Conservationists Take Steps to Save Threatened Cottontail Species

   03.28.13

Conservationists Take Steps to Save Threatened Cottontail Species

Ever heard of the New England cottontail? Although very closely related to their more prosperous cousins the Eastern cottontail, New England’s self-named rabbit is distinctly different. And they are dwindling.

According to the Housatonic Times, the species has lost nearly 85 percent of its natural range in the last half-century with a likewise drop in population. The Eastern cottontail, which is more adaptable, has since then claimed most of the former’s territory. Now, hunters, conservationists, and government agencies are rushing to provide a habitat for the fast-declining species.

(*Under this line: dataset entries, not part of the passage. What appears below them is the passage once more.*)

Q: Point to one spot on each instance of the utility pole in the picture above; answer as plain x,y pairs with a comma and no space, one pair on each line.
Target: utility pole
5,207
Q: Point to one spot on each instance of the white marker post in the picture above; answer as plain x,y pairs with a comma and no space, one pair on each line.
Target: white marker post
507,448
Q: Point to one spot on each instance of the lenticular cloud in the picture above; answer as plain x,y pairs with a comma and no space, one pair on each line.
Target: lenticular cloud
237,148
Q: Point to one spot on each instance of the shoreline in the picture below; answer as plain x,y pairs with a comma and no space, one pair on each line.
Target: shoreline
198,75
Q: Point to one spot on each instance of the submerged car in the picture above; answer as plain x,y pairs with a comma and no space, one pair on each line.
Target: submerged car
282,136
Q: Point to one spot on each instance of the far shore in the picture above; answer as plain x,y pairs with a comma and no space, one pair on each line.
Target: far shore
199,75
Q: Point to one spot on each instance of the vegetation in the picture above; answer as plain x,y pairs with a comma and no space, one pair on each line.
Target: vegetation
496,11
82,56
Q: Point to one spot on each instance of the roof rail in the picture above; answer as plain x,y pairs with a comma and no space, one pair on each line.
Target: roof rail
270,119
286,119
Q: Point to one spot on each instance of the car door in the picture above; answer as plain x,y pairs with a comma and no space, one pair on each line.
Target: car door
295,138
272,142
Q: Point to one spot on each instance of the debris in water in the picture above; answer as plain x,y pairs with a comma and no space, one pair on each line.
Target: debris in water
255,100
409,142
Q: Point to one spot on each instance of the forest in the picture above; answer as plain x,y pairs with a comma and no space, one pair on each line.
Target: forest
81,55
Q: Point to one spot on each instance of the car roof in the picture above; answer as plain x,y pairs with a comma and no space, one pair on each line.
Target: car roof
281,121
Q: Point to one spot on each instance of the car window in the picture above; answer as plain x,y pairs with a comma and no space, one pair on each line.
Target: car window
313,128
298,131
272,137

“It’s a challenge,” said White Memorial Conservation Center Director James Fischer. “We could lose our only indigenous rabbit. There is a chance it will become so rare it will need designation as an endangered species—that it will become so rare we can’t intervene enough to save it.”

White Memorial in Connecticut will be the site of a 45-acre project to start restoring the New England cottontail. Scheduled to be completed in 2015, the land will be transformed into a suitable cottontail habitat with lots of thick shrub land.

A wider federal program is also promising assistance to groups who work to preserve the species. Wild New England Cottontails now only exist in parts of Maine, New Hampshire, Massachusetts, Rhode Island, Connecticut, and New York. The cottontail is currently a prime candidate to be listed under the Endangered Species Act.